Both bars were around 15 years old: Thieves Tavern opened in December 2005 and Blind Cat in February 2006.
Bavaro closed the two bars in March as the city's shelter-in-place order came down. At that point, he said, he was already uncertain about whether they would re-open or not.
“This is about to become a financial nightmare in the Bay Area for service industry workers," he told Hoodline at the time.
Before laying off his entire staff, Bavaro paid them all the money he had; his landlord at Thieves Tavern also forgave two months' rent without his even asking, to help him stay afloat.
But paying rent for Blind Cat, on top of vendors and other expenses during the lockdown, has been impossible without an income.
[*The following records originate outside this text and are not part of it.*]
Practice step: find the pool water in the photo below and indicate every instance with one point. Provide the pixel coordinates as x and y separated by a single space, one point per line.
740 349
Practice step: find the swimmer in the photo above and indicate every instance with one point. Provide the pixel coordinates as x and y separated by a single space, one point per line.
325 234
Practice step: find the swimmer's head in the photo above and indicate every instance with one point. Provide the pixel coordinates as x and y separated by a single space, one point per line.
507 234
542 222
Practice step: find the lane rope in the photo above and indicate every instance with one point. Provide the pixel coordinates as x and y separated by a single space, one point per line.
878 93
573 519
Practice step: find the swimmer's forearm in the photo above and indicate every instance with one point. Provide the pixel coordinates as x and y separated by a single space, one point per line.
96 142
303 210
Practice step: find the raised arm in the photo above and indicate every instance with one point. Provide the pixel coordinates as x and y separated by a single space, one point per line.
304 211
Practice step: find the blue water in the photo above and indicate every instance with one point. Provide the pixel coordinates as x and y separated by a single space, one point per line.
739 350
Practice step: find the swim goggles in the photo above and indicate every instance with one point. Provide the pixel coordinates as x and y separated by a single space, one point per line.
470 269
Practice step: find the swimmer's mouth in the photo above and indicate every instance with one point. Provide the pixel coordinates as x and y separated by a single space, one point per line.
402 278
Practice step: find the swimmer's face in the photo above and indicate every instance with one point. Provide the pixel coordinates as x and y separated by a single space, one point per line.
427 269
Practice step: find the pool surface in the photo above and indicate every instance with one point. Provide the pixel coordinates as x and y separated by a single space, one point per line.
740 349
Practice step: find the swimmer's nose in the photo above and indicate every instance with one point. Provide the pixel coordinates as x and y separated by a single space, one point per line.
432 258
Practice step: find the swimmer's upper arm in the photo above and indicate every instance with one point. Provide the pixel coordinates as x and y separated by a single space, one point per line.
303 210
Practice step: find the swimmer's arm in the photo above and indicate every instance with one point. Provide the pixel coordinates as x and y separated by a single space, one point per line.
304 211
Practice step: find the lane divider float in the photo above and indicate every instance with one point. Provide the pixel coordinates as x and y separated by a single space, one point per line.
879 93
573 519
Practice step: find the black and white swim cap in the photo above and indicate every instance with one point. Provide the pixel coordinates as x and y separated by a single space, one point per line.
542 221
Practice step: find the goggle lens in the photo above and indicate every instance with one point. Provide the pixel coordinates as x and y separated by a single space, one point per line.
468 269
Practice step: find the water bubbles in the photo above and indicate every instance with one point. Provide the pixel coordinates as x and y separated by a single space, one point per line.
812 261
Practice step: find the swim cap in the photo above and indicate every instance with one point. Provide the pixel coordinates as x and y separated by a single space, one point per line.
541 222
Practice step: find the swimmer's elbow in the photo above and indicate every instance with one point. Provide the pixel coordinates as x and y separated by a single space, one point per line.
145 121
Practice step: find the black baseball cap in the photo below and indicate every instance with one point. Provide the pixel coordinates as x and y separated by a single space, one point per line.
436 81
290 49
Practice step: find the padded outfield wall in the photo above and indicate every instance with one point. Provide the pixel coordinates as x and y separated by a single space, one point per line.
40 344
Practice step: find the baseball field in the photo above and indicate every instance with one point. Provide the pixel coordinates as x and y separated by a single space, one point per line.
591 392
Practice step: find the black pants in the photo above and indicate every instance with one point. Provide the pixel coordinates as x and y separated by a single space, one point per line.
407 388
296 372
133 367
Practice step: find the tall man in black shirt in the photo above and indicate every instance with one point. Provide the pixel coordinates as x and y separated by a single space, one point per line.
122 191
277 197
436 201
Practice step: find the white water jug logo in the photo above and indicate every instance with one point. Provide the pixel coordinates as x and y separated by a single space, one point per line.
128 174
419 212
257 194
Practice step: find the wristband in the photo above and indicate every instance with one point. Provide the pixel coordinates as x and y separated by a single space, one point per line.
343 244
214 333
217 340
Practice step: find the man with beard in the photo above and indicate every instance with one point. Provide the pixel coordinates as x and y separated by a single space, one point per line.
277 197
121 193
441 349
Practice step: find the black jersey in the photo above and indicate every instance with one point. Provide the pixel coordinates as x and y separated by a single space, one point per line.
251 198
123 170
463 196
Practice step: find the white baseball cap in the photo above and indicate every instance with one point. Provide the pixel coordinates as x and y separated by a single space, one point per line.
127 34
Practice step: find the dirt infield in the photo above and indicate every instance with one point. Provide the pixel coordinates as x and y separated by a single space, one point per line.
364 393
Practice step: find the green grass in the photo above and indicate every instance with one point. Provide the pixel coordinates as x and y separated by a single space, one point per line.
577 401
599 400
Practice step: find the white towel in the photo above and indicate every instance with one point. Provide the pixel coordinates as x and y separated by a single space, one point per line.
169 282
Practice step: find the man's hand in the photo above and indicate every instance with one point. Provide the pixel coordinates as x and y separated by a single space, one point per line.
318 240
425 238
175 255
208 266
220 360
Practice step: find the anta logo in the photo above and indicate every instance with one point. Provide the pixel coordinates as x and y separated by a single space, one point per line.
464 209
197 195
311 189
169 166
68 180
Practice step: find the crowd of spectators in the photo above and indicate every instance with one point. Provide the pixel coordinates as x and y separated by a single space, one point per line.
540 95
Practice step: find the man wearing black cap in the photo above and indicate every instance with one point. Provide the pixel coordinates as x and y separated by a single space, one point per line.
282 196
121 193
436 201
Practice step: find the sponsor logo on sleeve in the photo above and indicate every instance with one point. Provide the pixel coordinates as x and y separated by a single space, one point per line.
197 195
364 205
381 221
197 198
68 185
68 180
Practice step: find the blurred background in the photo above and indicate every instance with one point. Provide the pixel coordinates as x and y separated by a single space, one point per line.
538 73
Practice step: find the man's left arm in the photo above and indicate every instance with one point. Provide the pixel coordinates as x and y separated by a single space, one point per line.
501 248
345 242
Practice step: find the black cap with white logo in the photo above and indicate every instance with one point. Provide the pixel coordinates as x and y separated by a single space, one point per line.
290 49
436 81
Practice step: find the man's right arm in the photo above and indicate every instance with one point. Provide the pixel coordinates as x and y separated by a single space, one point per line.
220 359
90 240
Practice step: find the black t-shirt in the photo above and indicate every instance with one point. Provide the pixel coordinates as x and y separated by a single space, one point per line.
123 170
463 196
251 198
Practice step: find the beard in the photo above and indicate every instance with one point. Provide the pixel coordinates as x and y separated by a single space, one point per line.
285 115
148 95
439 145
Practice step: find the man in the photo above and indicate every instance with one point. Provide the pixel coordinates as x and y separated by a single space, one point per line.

“I just don’t see how I can battle the next 12 months of rolling closures and capacity restrictions,” he said.
Bavaro got his start in San Francisco in the '90s, as a bartender at two now-closed dive bars: North Beach's Crowbar and the Western Addition's Fulton Street (which is now Barrel Head Brewhouse).
In 2004, he opened Whiskey Thieves in the Tenderloin, followed by Thieves Tavern in 2005 and Blind Cat (then known as Dirty Thieves) in 2006. In 2012, he debuted Dear Mom, at 16th and Harrison streets.
But the changing city has been hard on San Francisco's dive bars. Dear Mom closed in 2018, after an unsuccessful revamp as Darger Bar. Whiskey Thieves followed last year, after losing money for three straight years.
"That idea might be done in the city," Bavaro told Hoodline after Whiskey Thieves' closure. "A dive-y bar might not be what people want anymore."
Now, Thieves Tavern and Blind Cat have met their end. Bavaro says both bars will be fully vacated by June 1.
"The hardest part is saying goodbye to customers I've been serving for 15 years," he said.
And though he wishes he could have a goodbye party, "there's no better goodbye than the Irish exit — by just sneaking out the back door."